Critic's PickFritz Chesnut apparently was California dreamin’ during his 11 years in New York.
The 37-year-old artist (who grew up in Santa Barbara) is living in L.A. now, and his new abstract paintings radiate a definite West Coast vibe. Pacific waves crash. Malibu mudslides ooze.
But the appeal of the Californian’s Peak and Flow is nearly coast-to-coast. In a first for the galleries, Country Club’s Oakley and Los Angeles locations chose to present the exhibition concurrently — different pieces from the same series. The art is on view locally through May 29.
Chesnut doesn't use a brush to create these works. Instead he drips, pours and sprays paint upon a canvas on the ground, then tilts and turns the surface to achieve the desired effect. The process sounds like Jackson Pollock’s, but Chesnut’s paintings don’t have the dense and chaotic feeling of the late artist’s works.
Chesnut’s abstracts are more composed than Pollock’s, yet still fluid. Some are minimalist. Chestnut might use just one color and not try to cover every bit of the canvas. In “Solid to Liquid,” a vapor-like stream of orange paint simply trails off the edge and the viewer’s mind travels with it to another place.
Chesnut’s place — California — is a land of surfing and psychedelia. Redwoods and wildfires. Starry nights in the desert and mudslides on the coast. Fleeting fame and laid-back attitudes.

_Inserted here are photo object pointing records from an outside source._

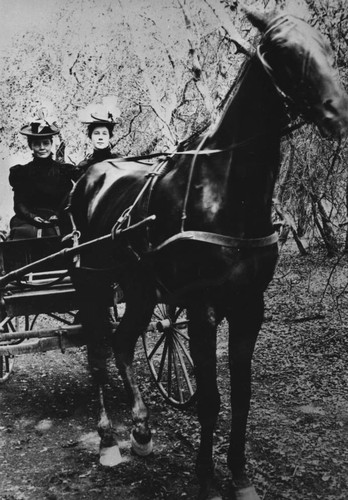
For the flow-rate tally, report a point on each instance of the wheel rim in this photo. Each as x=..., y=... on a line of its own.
x=167, y=353
x=15, y=324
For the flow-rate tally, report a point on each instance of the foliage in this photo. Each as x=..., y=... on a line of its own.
x=170, y=65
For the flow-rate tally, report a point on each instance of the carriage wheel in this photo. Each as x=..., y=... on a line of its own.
x=168, y=356
x=13, y=325
x=6, y=367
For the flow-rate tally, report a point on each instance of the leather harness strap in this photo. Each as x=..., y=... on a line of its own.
x=220, y=240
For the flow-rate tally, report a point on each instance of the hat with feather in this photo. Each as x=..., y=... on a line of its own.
x=39, y=126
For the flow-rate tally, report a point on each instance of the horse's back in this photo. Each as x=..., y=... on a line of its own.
x=105, y=191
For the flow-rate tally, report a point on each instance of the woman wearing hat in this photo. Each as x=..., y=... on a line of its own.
x=40, y=186
x=99, y=131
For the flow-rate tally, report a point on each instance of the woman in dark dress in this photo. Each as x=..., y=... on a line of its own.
x=99, y=131
x=40, y=186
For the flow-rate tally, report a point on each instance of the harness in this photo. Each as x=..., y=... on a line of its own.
x=160, y=170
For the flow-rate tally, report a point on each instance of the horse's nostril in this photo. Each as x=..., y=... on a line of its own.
x=329, y=105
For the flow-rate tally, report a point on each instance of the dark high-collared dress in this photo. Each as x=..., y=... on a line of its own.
x=40, y=188
x=97, y=156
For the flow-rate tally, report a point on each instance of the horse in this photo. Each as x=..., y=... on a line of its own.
x=210, y=244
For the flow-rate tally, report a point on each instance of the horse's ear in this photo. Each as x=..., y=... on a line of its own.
x=257, y=19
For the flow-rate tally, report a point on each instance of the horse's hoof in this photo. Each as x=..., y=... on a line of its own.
x=141, y=449
x=247, y=493
x=110, y=456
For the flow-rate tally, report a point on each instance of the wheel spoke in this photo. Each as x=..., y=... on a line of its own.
x=183, y=347
x=184, y=368
x=169, y=369
x=177, y=374
x=163, y=359
x=157, y=345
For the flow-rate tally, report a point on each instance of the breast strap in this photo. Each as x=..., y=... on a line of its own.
x=220, y=240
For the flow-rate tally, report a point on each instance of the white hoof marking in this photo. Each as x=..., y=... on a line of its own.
x=141, y=449
x=110, y=456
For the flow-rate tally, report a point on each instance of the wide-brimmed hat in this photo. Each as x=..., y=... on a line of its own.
x=101, y=118
x=39, y=128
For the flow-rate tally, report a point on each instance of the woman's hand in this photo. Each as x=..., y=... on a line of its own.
x=40, y=221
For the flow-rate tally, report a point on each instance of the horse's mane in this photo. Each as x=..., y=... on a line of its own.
x=192, y=139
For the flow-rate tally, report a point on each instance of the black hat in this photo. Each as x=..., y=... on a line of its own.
x=39, y=128
x=101, y=118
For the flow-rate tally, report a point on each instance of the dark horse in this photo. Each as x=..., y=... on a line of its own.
x=211, y=246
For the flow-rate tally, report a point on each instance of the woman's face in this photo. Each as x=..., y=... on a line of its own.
x=41, y=148
x=100, y=137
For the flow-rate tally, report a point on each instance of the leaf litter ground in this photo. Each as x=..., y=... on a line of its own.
x=298, y=426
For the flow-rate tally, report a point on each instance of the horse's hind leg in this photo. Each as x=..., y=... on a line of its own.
x=94, y=315
x=139, y=306
x=202, y=330
x=245, y=322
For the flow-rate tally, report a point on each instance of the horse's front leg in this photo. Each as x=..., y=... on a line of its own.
x=202, y=331
x=139, y=308
x=245, y=321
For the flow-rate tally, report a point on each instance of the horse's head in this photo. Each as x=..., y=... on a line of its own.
x=300, y=63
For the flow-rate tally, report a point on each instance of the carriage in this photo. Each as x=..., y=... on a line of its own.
x=212, y=245
x=35, y=285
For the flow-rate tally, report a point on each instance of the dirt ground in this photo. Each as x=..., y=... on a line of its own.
x=298, y=425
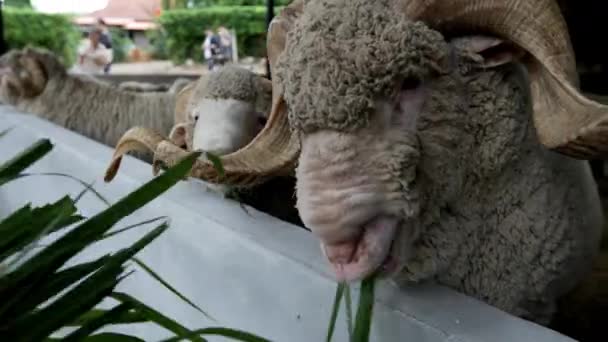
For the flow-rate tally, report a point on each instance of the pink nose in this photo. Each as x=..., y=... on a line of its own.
x=341, y=253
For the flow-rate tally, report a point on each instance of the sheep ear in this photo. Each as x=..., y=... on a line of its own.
x=178, y=135
x=490, y=51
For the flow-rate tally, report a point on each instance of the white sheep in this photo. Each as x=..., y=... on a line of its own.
x=425, y=136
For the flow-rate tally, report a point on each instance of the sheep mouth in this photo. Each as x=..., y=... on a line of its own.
x=372, y=251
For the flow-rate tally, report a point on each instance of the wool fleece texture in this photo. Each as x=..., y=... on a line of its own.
x=500, y=217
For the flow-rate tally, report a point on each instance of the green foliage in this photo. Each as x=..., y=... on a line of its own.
x=24, y=26
x=185, y=29
x=238, y=2
x=17, y=3
x=42, y=294
x=363, y=321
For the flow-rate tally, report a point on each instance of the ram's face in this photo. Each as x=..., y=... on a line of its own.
x=386, y=128
x=223, y=126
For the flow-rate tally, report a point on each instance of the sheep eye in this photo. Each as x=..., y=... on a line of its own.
x=410, y=83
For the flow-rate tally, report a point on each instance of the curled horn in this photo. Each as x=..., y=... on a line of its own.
x=565, y=120
x=272, y=152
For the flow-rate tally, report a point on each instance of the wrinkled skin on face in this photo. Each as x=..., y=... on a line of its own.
x=391, y=134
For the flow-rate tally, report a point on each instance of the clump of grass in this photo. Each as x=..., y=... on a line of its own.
x=363, y=319
x=42, y=295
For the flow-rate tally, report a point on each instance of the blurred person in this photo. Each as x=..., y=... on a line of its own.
x=93, y=56
x=211, y=48
x=226, y=43
x=106, y=40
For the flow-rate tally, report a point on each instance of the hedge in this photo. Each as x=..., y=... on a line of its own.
x=184, y=29
x=23, y=26
x=204, y=3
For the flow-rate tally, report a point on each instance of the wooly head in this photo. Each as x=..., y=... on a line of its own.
x=221, y=112
x=25, y=73
x=390, y=109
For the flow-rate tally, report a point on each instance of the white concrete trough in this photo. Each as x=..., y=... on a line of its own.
x=250, y=271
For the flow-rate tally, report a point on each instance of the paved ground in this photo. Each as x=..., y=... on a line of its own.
x=166, y=67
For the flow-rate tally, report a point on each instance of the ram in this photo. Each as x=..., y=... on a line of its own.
x=433, y=141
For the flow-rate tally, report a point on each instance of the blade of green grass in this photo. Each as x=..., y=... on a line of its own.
x=217, y=163
x=19, y=235
x=112, y=337
x=70, y=244
x=62, y=215
x=70, y=309
x=81, y=182
x=39, y=293
x=349, y=311
x=113, y=262
x=118, y=231
x=10, y=169
x=363, y=318
x=226, y=332
x=171, y=288
x=157, y=317
x=90, y=326
x=42, y=323
x=334, y=311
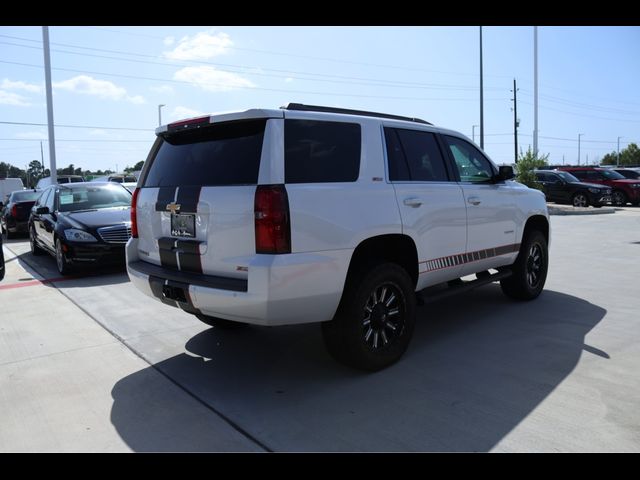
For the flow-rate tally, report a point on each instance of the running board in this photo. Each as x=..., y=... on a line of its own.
x=432, y=294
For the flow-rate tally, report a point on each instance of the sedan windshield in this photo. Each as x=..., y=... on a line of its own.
x=611, y=175
x=92, y=198
x=567, y=177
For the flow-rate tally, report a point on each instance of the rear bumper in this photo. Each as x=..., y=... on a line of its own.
x=278, y=290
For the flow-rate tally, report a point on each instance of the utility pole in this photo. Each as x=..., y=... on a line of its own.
x=579, y=135
x=618, y=156
x=535, y=92
x=47, y=77
x=515, y=120
x=481, y=97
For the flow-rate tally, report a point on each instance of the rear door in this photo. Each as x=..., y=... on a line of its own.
x=195, y=208
x=491, y=212
x=431, y=203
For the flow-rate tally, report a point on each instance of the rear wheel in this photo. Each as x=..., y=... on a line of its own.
x=374, y=322
x=61, y=259
x=220, y=323
x=580, y=200
x=529, y=269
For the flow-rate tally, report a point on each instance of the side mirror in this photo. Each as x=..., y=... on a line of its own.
x=505, y=172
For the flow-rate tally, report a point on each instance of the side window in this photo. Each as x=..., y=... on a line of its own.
x=49, y=202
x=316, y=151
x=414, y=155
x=472, y=165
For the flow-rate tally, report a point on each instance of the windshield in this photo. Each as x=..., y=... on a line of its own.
x=92, y=198
x=29, y=196
x=611, y=175
x=567, y=177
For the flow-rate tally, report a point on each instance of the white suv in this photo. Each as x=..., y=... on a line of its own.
x=316, y=214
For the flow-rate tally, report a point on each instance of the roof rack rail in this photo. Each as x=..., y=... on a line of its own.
x=318, y=108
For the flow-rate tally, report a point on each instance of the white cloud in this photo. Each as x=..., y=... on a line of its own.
x=11, y=98
x=86, y=85
x=212, y=80
x=181, y=112
x=20, y=85
x=164, y=89
x=201, y=46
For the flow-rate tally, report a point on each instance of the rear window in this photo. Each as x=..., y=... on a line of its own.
x=223, y=154
x=321, y=151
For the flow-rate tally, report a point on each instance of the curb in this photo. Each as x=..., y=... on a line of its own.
x=557, y=210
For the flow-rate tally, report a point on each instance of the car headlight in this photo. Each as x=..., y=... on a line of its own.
x=75, y=235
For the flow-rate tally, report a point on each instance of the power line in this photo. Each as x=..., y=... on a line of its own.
x=78, y=126
x=276, y=90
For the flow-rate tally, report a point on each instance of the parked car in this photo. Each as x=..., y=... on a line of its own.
x=319, y=214
x=14, y=216
x=632, y=173
x=60, y=179
x=562, y=187
x=623, y=190
x=81, y=224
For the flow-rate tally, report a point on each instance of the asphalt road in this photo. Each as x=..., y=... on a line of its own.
x=91, y=364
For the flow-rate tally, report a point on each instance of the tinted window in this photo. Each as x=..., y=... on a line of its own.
x=472, y=165
x=321, y=151
x=223, y=154
x=414, y=156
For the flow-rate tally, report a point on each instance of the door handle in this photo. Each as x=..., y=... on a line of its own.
x=412, y=202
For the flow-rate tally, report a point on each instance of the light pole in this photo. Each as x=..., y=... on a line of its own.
x=160, y=113
x=618, y=156
x=579, y=135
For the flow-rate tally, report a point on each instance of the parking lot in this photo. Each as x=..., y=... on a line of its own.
x=90, y=364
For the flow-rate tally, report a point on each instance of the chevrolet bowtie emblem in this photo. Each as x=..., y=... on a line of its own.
x=173, y=207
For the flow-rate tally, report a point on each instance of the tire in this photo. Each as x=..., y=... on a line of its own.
x=375, y=319
x=220, y=323
x=35, y=249
x=530, y=268
x=61, y=259
x=580, y=199
x=618, y=197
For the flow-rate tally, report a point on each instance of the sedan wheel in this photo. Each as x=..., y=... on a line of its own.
x=61, y=261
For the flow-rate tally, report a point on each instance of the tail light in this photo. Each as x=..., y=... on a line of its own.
x=272, y=220
x=134, y=221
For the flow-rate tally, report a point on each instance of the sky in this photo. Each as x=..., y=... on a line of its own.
x=109, y=81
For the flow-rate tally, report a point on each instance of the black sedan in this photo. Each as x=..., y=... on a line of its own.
x=14, y=217
x=81, y=224
x=562, y=187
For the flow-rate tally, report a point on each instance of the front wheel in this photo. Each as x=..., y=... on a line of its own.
x=61, y=259
x=374, y=322
x=529, y=269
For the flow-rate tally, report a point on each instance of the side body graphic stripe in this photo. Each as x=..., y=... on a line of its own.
x=458, y=259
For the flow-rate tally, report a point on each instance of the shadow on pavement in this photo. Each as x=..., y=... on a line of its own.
x=477, y=366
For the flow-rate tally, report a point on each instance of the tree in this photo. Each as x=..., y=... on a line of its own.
x=527, y=163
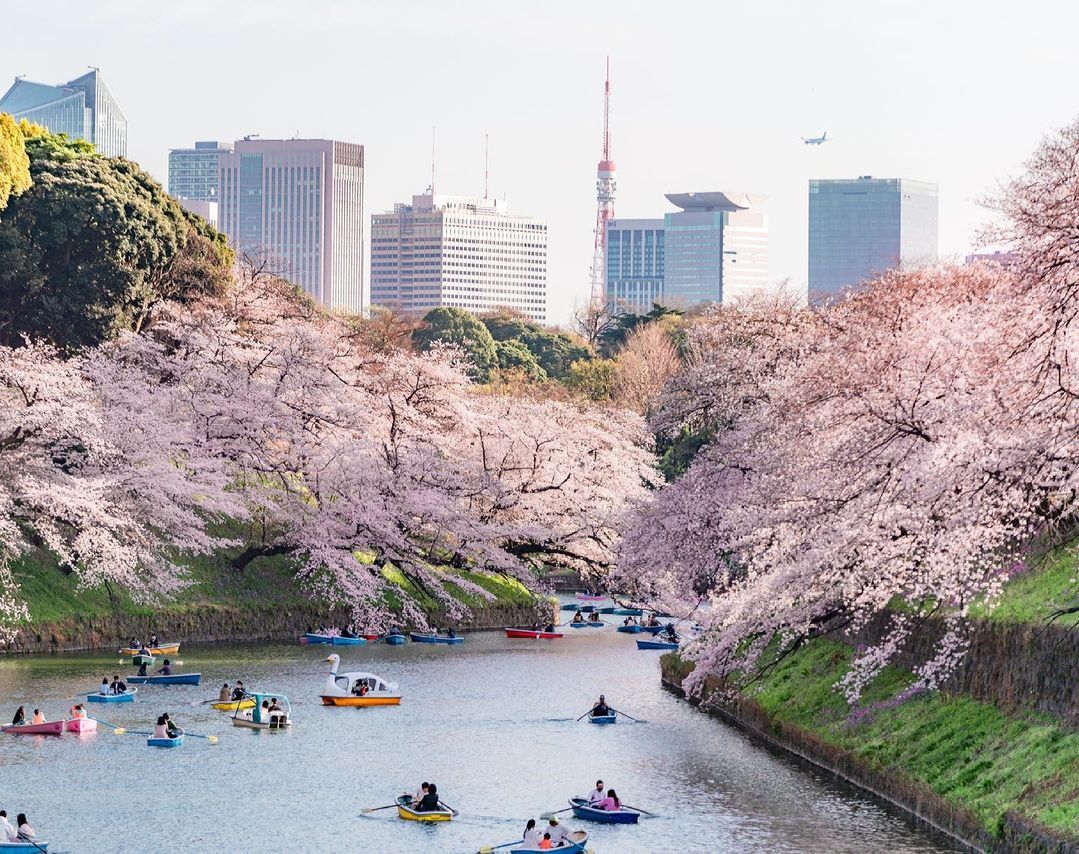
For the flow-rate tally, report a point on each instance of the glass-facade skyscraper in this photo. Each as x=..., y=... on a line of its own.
x=82, y=108
x=459, y=252
x=299, y=203
x=634, y=265
x=715, y=248
x=192, y=172
x=862, y=227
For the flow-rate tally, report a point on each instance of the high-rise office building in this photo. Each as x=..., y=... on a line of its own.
x=861, y=227
x=299, y=202
x=715, y=248
x=459, y=252
x=634, y=265
x=192, y=172
x=82, y=108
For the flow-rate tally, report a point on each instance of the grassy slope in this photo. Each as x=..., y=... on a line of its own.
x=967, y=751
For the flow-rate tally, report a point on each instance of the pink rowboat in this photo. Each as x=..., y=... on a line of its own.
x=533, y=634
x=53, y=728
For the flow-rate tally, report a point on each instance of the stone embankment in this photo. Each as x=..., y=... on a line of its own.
x=209, y=623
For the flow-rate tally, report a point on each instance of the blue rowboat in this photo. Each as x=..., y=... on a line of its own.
x=575, y=843
x=623, y=816
x=656, y=645
x=127, y=696
x=341, y=641
x=174, y=678
x=151, y=742
x=434, y=638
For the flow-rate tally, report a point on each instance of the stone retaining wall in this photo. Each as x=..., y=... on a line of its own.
x=209, y=623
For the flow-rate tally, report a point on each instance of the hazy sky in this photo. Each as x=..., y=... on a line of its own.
x=707, y=95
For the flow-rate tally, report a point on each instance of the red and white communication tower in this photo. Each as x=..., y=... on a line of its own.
x=604, y=200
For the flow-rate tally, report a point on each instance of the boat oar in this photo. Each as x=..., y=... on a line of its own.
x=376, y=809
x=556, y=812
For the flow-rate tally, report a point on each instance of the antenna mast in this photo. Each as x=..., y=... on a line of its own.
x=604, y=201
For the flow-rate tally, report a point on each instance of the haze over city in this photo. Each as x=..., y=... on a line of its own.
x=705, y=96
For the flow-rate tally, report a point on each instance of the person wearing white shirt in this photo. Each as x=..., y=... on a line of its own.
x=8, y=834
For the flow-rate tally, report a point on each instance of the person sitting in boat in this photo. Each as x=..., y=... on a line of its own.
x=557, y=832
x=610, y=803
x=429, y=801
x=25, y=831
x=531, y=837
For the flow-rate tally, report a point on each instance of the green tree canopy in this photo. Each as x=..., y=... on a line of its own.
x=14, y=163
x=94, y=245
x=456, y=326
x=514, y=355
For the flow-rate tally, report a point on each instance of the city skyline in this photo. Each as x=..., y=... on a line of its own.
x=930, y=109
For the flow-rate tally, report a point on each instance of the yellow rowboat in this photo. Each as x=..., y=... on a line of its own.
x=232, y=705
x=165, y=649
x=405, y=811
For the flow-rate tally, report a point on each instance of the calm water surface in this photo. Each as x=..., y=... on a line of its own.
x=489, y=721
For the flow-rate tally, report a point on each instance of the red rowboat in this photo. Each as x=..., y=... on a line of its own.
x=53, y=728
x=533, y=634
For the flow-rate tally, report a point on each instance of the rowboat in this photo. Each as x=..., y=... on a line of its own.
x=405, y=811
x=357, y=689
x=533, y=634
x=232, y=705
x=417, y=638
x=52, y=728
x=164, y=649
x=126, y=696
x=175, y=678
x=259, y=718
x=28, y=848
x=151, y=742
x=623, y=816
x=655, y=645
x=575, y=842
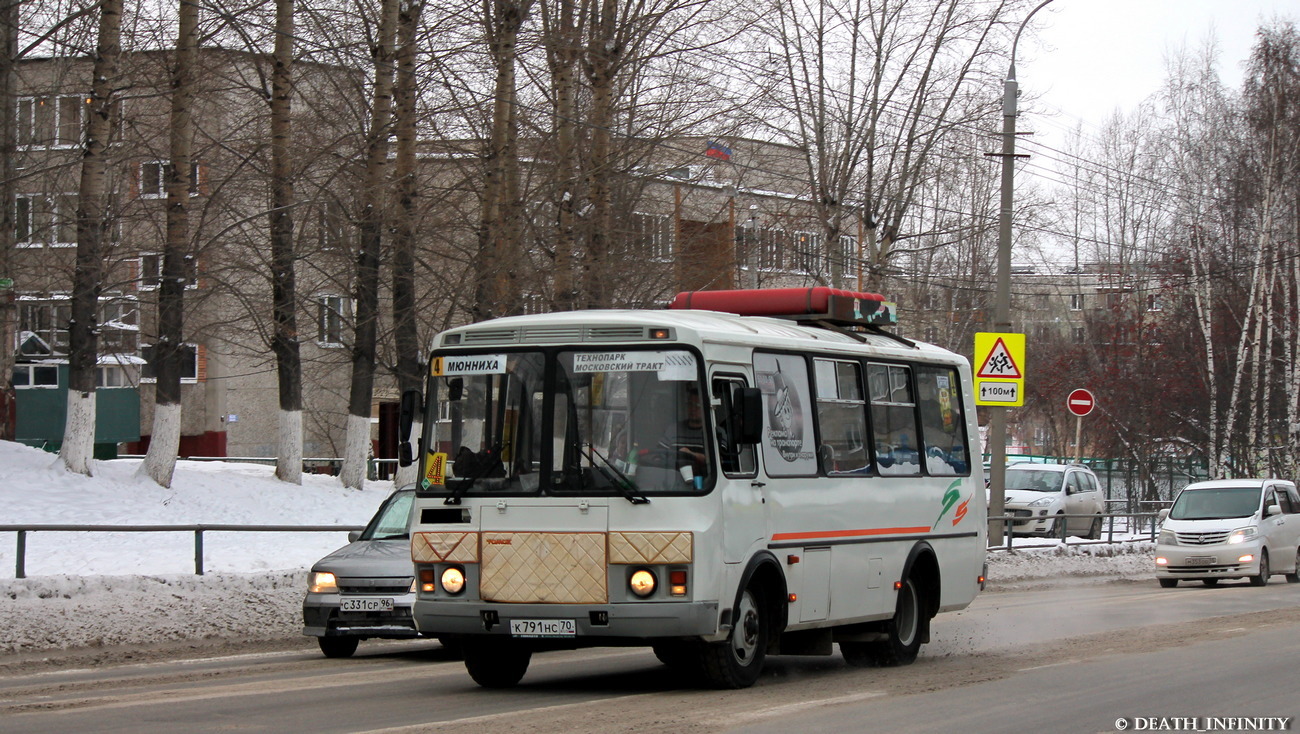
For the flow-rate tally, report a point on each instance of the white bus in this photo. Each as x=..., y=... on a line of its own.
x=746, y=473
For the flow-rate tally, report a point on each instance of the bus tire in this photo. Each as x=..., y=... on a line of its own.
x=338, y=646
x=737, y=661
x=495, y=664
x=902, y=635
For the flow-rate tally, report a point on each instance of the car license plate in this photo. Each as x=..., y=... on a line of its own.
x=367, y=604
x=542, y=628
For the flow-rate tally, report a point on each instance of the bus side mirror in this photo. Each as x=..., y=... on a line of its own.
x=746, y=417
x=411, y=404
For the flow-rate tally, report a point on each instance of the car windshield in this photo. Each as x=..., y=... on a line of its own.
x=1034, y=480
x=571, y=421
x=391, y=521
x=1216, y=503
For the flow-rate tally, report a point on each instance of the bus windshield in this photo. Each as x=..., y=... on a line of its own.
x=572, y=421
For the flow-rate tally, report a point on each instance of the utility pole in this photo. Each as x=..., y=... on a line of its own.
x=1002, y=299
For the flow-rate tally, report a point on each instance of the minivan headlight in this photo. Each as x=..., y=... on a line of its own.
x=1240, y=535
x=321, y=582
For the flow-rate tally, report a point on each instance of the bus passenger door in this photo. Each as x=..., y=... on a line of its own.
x=744, y=517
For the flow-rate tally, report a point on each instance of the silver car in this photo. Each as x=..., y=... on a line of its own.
x=364, y=589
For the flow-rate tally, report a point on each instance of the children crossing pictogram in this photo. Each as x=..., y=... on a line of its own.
x=1000, y=363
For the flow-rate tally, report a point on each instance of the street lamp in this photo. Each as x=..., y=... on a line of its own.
x=1002, y=300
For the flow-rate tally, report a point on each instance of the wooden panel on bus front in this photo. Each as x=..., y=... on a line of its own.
x=544, y=568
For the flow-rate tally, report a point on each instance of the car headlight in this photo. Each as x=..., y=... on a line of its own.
x=1240, y=535
x=642, y=583
x=453, y=580
x=321, y=582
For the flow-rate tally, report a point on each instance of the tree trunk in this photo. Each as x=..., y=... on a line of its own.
x=362, y=390
x=89, y=278
x=285, y=339
x=165, y=439
x=404, y=324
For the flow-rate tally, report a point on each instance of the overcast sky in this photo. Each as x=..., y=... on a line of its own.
x=1092, y=56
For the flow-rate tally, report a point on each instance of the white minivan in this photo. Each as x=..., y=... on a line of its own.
x=1230, y=529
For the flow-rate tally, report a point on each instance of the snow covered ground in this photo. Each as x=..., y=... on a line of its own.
x=91, y=590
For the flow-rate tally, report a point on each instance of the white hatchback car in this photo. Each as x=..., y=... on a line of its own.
x=1230, y=529
x=1038, y=493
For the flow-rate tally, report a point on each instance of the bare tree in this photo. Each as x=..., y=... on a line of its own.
x=83, y=329
x=160, y=461
x=285, y=339
x=362, y=389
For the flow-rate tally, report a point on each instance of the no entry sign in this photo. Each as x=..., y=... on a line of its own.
x=1080, y=402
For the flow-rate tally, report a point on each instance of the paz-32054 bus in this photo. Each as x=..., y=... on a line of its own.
x=742, y=474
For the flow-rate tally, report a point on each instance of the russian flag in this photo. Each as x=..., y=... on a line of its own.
x=718, y=151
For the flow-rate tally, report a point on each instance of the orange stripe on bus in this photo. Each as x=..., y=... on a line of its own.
x=826, y=534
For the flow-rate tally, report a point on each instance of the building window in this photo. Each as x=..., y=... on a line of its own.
x=151, y=272
x=330, y=320
x=43, y=328
x=35, y=376
x=155, y=174
x=50, y=121
x=189, y=363
x=46, y=220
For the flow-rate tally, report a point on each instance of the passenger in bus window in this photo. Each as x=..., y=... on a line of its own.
x=688, y=434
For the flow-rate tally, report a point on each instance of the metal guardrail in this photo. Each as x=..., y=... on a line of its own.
x=22, y=529
x=1108, y=520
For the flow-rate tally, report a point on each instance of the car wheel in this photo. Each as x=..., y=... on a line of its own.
x=1060, y=528
x=338, y=646
x=737, y=661
x=1264, y=569
x=495, y=663
x=1095, y=531
x=902, y=635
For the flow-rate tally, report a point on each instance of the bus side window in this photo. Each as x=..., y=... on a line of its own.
x=841, y=413
x=941, y=421
x=739, y=460
x=893, y=420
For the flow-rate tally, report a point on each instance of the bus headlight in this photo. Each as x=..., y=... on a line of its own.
x=453, y=580
x=321, y=582
x=642, y=582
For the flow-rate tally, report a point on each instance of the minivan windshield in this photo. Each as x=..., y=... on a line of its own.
x=1034, y=480
x=1214, y=503
x=393, y=518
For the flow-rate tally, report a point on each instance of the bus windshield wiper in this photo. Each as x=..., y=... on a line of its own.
x=620, y=481
x=485, y=463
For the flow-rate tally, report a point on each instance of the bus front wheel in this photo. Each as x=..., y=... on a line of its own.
x=737, y=661
x=495, y=664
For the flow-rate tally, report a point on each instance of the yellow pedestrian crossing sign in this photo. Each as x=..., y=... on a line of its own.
x=999, y=369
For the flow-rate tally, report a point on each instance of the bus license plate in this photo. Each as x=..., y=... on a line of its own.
x=542, y=628
x=378, y=604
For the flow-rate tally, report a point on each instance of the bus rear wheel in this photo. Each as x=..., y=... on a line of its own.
x=902, y=635
x=737, y=661
x=495, y=664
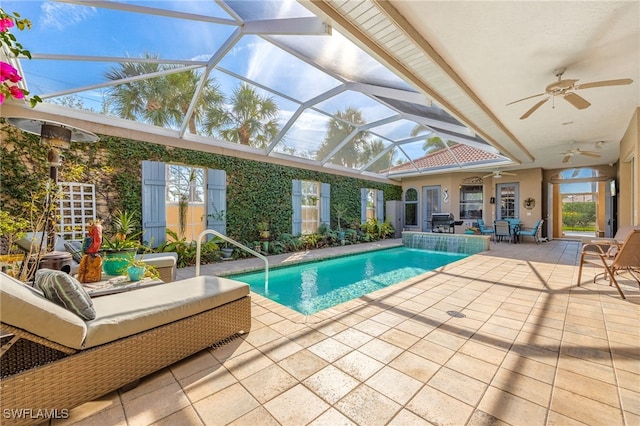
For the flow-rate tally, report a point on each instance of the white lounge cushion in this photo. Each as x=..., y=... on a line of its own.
x=125, y=314
x=25, y=308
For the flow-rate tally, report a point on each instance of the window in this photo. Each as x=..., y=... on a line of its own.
x=372, y=203
x=507, y=201
x=310, y=207
x=185, y=200
x=471, y=202
x=411, y=207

Paint mimics the ocean in “Cannonball” and “Liquid Explosion.” An observer can almost feel the cool drops, taste the saltwater and hear the splashes while studying the artist’s shades of white, black, gray and denim blue.
Because Chesnut’s art evokes sound, it’s fitting that one work is titled “Onomatopoeia” (pictured above). Turquoise, lavender, pink and lava-like red waves swirl in a thunderous surf. The small canvas (14-by-24 inches) seemingly can't contain the volume of the water, color or sound. It feels as if it won’t be long until the viewer’s ears bleed the same crimson shade as that in the painting.
It was appropriate, too, that the opening reception in late April was a cacophony of sounds and sights, with a little Hollywood thrown in. Cincinnati’s hipsters steadily flowed in to the Country Club’s loft, their chatter quickly drowned out the music. All the while, a stiffly moving bulldog worked the crowd, accepting pats and belly rubs. And there was even a TV star: Molly Shannon, formerly of Saturday Night Live, is Chesnut’s wife.
Entertainers and fame were the subjects of Chesnut’s earlier works, and three are shown alongside Peak and Flow. In a charcoal drawing and two photo-realistic paintings, the artist captures the moments of ecstasy and epiphany that happen when either performing or viewing art. Faces are frozen in excitement and wonder.
At first, these portraits seem far removed from the abstracts on the other side of the wall. But while the content is different, the abstracts are “metaphors for the sense of euphoria” in those earlier works, Chesnut says. Both collections capture defining "snapshot moments" — or peaks — whether they occur at a concert, in the great outdoors or in the mind. In the next instant, the song will be over, the tide will have ebbed or the star (in the headlines or in the heavens) will have faded.
Chesnut’s big “Nothing” (48-by-60 inches) wants to say something about the stars. A DayGlo pink galaxy of splattered paint twinkles against silvery-black clouds. But it’s up to the viewer to decide if there’s nothing else left to see here. One gallery patron points out to a friend the bodies that she can make out in the shadows. Are Chesnut’s heavenly objects on the cusp of forming something bigger, or are we watching them die out?
The beauty of abstracts is that, like (California) dreams, they are open to multiple interpretations. Chesnut’s “Reinvention,” with its vertical streaks of black, brown and white, suggests a mudslide. But pass by the painting again, especially after viewing his outer-space art, and you might think a UFO is hovering, casting its spooky glow over a stand of California redwoods.
Chesnut said he appreciates the open starkness of the Country Club loft in Oakley and the opportunity to view his works from a distance as well as up-close. Even so, an observer probably shouldn’t try to read too much into his abstracts. A couple of faint reddish-orange streams in the otherwise black-and-white “Money Shot” might suggest energy, blood or light — but the color is there, Chesnut says, just because he thought the work still needed something.
Sometimes you just have to go with the flow.